Following Google's acquisition of his company Keyhole, Hanke led Google's Geo product division, which includes Google Earth, Google Maps, StreetView, SketchUp, and Panoramio. Within Google, he founded and led an internal startup, Niantic Labs, which he spun out in 2015. He is currently the founder and executive chairman at Niantic Spatial.

== Early life and startups ==
Born in 1967, Hanke was raised in the small central Texas town of Cross Plains and graduated from Cross Plains High School in 1985. He attended the University of Texas, Austin and graduated with a bachelor's degree in 1989.

In his first post-college role, he spent four years with the United States Foreign Service in Washington, DC, and overseas in Myanmar working on foreign policy issues.

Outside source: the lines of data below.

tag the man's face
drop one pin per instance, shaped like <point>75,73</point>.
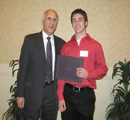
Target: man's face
<point>79,23</point>
<point>50,22</point>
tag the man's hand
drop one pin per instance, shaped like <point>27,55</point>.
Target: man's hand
<point>20,102</point>
<point>62,105</point>
<point>81,72</point>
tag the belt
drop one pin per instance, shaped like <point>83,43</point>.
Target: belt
<point>76,88</point>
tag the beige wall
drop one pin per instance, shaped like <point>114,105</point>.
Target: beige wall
<point>109,23</point>
<point>102,93</point>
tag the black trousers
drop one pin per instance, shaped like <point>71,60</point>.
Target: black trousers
<point>79,105</point>
<point>48,106</point>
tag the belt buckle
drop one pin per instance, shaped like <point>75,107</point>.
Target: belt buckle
<point>76,89</point>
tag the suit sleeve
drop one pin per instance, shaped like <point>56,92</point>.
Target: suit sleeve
<point>23,68</point>
<point>100,65</point>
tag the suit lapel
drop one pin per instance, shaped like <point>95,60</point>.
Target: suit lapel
<point>40,44</point>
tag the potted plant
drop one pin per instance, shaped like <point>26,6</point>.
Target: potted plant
<point>119,109</point>
<point>13,112</point>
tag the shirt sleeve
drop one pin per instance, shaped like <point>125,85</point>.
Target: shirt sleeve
<point>100,65</point>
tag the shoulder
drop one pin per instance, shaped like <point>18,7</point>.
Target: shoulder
<point>58,39</point>
<point>33,35</point>
<point>93,41</point>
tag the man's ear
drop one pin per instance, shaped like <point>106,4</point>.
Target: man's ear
<point>42,21</point>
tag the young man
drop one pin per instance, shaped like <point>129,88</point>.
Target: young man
<point>78,99</point>
<point>37,85</point>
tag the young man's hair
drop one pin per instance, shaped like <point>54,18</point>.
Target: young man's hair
<point>79,11</point>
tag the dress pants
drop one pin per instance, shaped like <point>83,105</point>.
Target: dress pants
<point>48,106</point>
<point>79,105</point>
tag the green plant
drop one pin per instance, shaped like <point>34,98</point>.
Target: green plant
<point>13,112</point>
<point>119,109</point>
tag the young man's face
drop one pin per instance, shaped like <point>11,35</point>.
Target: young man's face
<point>79,23</point>
<point>50,22</point>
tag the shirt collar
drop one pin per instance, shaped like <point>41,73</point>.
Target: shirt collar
<point>45,36</point>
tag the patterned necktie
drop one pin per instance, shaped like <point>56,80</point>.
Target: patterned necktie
<point>49,61</point>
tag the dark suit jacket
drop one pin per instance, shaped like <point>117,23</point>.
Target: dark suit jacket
<point>32,69</point>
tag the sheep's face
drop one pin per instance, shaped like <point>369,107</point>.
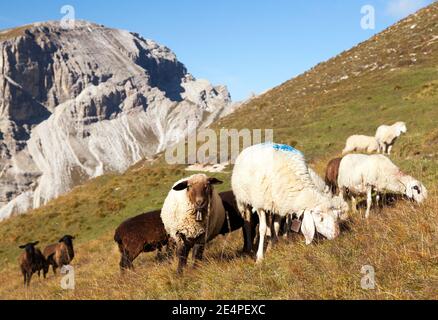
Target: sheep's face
<point>29,247</point>
<point>401,127</point>
<point>199,190</point>
<point>416,191</point>
<point>68,240</point>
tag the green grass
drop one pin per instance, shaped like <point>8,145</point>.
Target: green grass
<point>401,242</point>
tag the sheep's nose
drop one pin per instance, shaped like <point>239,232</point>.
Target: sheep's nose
<point>337,231</point>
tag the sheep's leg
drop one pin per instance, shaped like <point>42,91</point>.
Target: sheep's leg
<point>378,200</point>
<point>389,149</point>
<point>369,202</point>
<point>275,228</point>
<point>262,235</point>
<point>247,231</point>
<point>198,252</point>
<point>183,252</point>
<point>29,277</point>
<point>126,261</point>
<point>354,204</point>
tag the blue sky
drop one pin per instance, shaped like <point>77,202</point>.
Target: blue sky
<point>248,45</point>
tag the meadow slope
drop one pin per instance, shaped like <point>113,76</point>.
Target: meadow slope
<point>400,242</point>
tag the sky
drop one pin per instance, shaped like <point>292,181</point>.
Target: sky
<point>248,45</point>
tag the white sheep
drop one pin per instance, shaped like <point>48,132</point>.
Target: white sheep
<point>361,174</point>
<point>319,182</point>
<point>274,180</point>
<point>361,143</point>
<point>388,135</point>
<point>193,214</point>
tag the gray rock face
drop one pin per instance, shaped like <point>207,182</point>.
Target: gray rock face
<point>76,103</point>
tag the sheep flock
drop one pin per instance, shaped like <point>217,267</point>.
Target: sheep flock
<point>274,193</point>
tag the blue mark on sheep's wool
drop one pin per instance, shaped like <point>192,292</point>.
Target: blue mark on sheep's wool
<point>286,148</point>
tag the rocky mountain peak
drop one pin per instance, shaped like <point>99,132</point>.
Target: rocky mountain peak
<point>75,103</point>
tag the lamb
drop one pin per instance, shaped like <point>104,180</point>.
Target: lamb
<point>31,261</point>
<point>361,143</point>
<point>361,174</point>
<point>142,233</point>
<point>193,214</point>
<point>274,180</point>
<point>61,253</point>
<point>388,135</point>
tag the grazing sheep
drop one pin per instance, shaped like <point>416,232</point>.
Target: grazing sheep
<point>146,232</point>
<point>142,233</point>
<point>274,180</point>
<point>331,175</point>
<point>361,143</point>
<point>31,261</point>
<point>319,183</point>
<point>193,214</point>
<point>361,174</point>
<point>61,253</point>
<point>388,135</point>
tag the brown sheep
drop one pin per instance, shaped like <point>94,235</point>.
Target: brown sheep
<point>142,233</point>
<point>146,233</point>
<point>331,174</point>
<point>31,261</point>
<point>61,253</point>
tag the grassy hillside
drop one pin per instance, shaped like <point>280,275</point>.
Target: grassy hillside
<point>316,112</point>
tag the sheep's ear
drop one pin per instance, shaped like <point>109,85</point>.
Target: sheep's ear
<point>181,186</point>
<point>308,227</point>
<point>409,191</point>
<point>214,181</point>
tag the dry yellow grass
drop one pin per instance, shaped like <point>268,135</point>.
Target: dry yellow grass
<point>401,243</point>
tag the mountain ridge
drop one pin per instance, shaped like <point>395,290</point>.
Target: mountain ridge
<point>78,102</point>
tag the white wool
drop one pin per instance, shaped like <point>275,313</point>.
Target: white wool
<point>276,181</point>
<point>361,143</point>
<point>319,183</point>
<point>387,135</point>
<point>177,214</point>
<point>357,172</point>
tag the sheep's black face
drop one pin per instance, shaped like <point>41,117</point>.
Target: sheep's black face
<point>29,247</point>
<point>199,193</point>
<point>68,240</point>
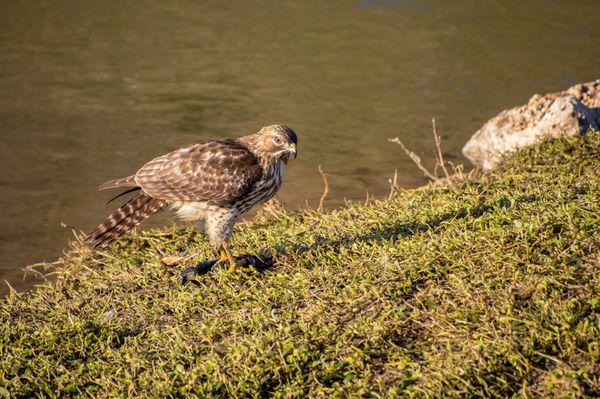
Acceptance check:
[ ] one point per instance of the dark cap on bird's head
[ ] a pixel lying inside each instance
(280, 140)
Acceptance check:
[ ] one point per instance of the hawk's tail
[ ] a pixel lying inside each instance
(124, 219)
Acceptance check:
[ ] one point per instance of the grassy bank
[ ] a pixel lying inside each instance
(487, 288)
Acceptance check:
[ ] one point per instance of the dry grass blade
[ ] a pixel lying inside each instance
(438, 147)
(325, 190)
(415, 158)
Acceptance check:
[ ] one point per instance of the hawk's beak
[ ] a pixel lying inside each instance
(294, 150)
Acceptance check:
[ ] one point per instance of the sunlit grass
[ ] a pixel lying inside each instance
(487, 288)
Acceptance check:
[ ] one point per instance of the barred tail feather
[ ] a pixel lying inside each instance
(123, 220)
(128, 181)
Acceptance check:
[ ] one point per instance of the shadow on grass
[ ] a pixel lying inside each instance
(396, 230)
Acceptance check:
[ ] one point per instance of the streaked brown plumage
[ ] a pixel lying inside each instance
(212, 183)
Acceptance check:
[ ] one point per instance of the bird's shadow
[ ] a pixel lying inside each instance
(397, 230)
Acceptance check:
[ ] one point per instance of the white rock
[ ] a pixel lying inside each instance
(568, 113)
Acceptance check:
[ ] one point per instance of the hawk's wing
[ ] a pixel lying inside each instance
(218, 172)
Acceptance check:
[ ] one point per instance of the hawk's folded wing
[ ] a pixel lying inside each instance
(218, 172)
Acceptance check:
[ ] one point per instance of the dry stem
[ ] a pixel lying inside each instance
(325, 190)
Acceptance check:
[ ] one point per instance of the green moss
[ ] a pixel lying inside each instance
(487, 288)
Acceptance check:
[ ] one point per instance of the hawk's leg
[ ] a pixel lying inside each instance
(225, 256)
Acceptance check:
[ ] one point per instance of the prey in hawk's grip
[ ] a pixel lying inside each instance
(213, 183)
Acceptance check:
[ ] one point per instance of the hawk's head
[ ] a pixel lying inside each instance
(276, 141)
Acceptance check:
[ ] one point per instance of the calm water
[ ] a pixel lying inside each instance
(92, 90)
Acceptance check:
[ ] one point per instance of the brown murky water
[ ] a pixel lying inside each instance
(92, 90)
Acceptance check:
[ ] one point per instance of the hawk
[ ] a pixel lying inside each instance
(212, 183)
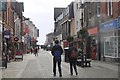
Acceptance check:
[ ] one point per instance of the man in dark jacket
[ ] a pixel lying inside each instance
(73, 58)
(57, 52)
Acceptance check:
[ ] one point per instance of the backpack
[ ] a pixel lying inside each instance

He moved across the country to attend the Haas School of Business at the University of California, Berkeley. He joined Steve Sellers and his video game design startup Archetype Interactive, which was developing Meridian 59, one of the first commercial massively multiplayer online role-playing games (MMORPG). They sold the firm to The 3DO Company on the day he graduated from Berkeley with an MBA. Hanke and Sellers created another entertainment startup, The Big Network, which was acquired in 2000 by eUniverse for $17.1 million.

== Keyhole ==
Hanke became the co-founder and CEO of geospatial data visualization firm Keyhole in 2001. Early funding was provided by the corporate venture group within Sony, the CIA's venture capital firm In-Q-Tel, and the technology company NVIDIA. The startup was able to garner significant attention from its mapping technology use early in the Iraq War. Keyhole's mapping technology was also noted by Google co-founder Sergey Brin, and Google acquired Keyhole in 2004 in a deal worth $35 million in stock.

== Google ==
Hanke joined Google as a part of Keyhole's acquisition, and he became the vice president of product management for Google's Geo division. During this period, he oversaw the transformation of Keyhole's technology into Google Earth and Google Maps in 2005. He also negotiated an agreement with Apple to include Google Maps on the iPhone. Other products followed, including StreetView, SketchUp, and Panoramio. His team would later found Niantic.

== Niantic ==
In 2010, Hanke was given resources to staff an augmented reality gaming unit within Google and the new internal startup was dubbed Niantic Labs. Returning to his gaming roots, the company crafted an augmented reality location-based multiplayer game called Ingress. The game had a million players within a year of its 2013 release, and seven million by 2015.

Hanke led Niantic's split from Google in late 2015 and raised $30 million from Google, Nintendo and Pokémon. He stayed as the company's CEO and guided the firm through the release of Pokémon Go in July 2016, which has generated over $8.8 billion in revenue.

After Niantic's games business was purchased by Scopely in 2025 for $3.85 billion total value to investors, he took the company's core platform technology and remaining team to form Niantic Spatial, a startup focused on utilizing geospatial AI. He transitioned out of his role as CEO in March 2026, remaining as executive chairman.